= Dillard House =

Restaurant in Georgia, USA

The Dillard House

The Dillard House is a restaurant in Dillard, Georgia, known for its "family style" menu and Southern cooking. It traces its origins to the 1910s, when A. J. Dillard, a descendant of John Dillard, and his wife Carrie opened their stone house to boarders. With the improvement of local transportation infrastructure after World War II, it evolved into a major tourist attraction. Since 1954, it has expanded its dining facilities and added a hotel, cottages, petting zoo, and other attractions. The New York Times wrote in 1983, "[T]he Dillards dug themselves into the land, hung on through good times and bad, and in time turned homecooking and mountain hospitality ... into a big business."

The restaurant and resort, which sit in a town of about 200 people, claims to serve about 800 customers on an average day and up to 3,000 a day during peak season. Patrons have included Thomas Edison, Henry Ford, Lady Bird Johnson, Walt Disney, and Jimmy Carter.

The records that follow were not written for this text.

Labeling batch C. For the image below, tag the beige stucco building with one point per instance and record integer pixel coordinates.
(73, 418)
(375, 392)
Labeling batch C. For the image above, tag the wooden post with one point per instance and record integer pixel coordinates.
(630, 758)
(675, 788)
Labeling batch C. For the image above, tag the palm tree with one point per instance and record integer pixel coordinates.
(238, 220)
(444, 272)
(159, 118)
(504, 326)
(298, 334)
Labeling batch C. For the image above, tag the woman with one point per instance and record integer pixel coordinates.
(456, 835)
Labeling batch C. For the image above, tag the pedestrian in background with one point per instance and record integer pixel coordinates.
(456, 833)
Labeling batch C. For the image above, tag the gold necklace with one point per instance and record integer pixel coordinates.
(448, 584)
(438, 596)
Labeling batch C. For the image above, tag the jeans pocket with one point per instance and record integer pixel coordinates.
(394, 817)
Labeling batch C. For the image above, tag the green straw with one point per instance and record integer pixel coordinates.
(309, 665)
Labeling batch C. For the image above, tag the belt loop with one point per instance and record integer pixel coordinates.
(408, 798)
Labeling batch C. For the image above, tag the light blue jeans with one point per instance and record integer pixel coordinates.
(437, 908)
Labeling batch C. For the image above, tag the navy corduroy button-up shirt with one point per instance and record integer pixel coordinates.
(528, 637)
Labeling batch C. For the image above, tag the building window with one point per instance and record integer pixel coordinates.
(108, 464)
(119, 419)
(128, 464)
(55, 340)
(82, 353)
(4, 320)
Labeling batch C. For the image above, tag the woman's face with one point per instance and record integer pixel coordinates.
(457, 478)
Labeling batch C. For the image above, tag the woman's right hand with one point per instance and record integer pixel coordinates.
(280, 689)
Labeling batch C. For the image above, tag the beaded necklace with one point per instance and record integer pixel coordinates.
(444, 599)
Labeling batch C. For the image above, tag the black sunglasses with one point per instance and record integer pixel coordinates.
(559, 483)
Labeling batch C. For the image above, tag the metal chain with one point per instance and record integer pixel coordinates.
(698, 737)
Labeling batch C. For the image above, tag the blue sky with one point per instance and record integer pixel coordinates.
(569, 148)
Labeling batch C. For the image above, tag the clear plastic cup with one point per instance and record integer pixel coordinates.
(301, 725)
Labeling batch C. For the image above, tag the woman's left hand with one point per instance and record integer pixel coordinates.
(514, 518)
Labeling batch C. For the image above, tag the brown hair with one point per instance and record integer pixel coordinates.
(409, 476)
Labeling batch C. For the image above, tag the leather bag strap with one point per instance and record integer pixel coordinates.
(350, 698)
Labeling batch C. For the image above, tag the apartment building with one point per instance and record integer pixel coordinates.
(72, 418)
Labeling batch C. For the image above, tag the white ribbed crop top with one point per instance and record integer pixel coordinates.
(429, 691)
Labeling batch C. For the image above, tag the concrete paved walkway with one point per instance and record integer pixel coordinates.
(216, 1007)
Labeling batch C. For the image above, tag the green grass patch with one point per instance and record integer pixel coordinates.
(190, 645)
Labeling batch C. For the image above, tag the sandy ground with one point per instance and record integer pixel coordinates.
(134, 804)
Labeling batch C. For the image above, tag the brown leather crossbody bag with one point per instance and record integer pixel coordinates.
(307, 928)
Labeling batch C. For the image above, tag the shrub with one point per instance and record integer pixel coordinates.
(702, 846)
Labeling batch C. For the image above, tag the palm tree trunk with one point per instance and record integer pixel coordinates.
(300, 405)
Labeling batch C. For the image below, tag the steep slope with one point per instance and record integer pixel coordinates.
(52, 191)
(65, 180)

The original stone house was nominated for inclusion in the National Register of Historic Places in 2007.

==Restaurant==
The Dillard House is an all-you-can-eat, one-menu, waiter-served buffet, also called "family style." The day's menu is placed on the board just inside the restaurant. The staff brings every dish on the menu to the table, and that table can eat as much as they want, and ask for more of any dish. The food is Southern and Appalachian with apple butter, acorn squash soufflé, and country ham among the notable house specialties.

The Dillard House Cookbook and Mountain Guide was released by Longtree Press in 1996.

==Motel==
The Dillard House also features a motel, cottages, petting zoo, stables, fishing, chalets, and rooms in the original stone Dillard House, now called the Oaklawn Inn. It is a popular destination for leaf watchers drawn to the area's abundant foliage and sometimes brilliant colors seen shortly before the deciduous trees begin to lose their leaves. The restaurant claims to serve up to 3,000 customers a day during October.

==Other versions==
In the late 1970s through the late 1980s, the Dillard House Jr. was located in a building on Georgia Highway 441 next to Jim Dillard's Best Western motel. It served food similar to the original Dillard House, along with standard American food like hamburgers and steaks. Orders were placed by the individual, and did not feature the one-menu approach of the original Dillard House.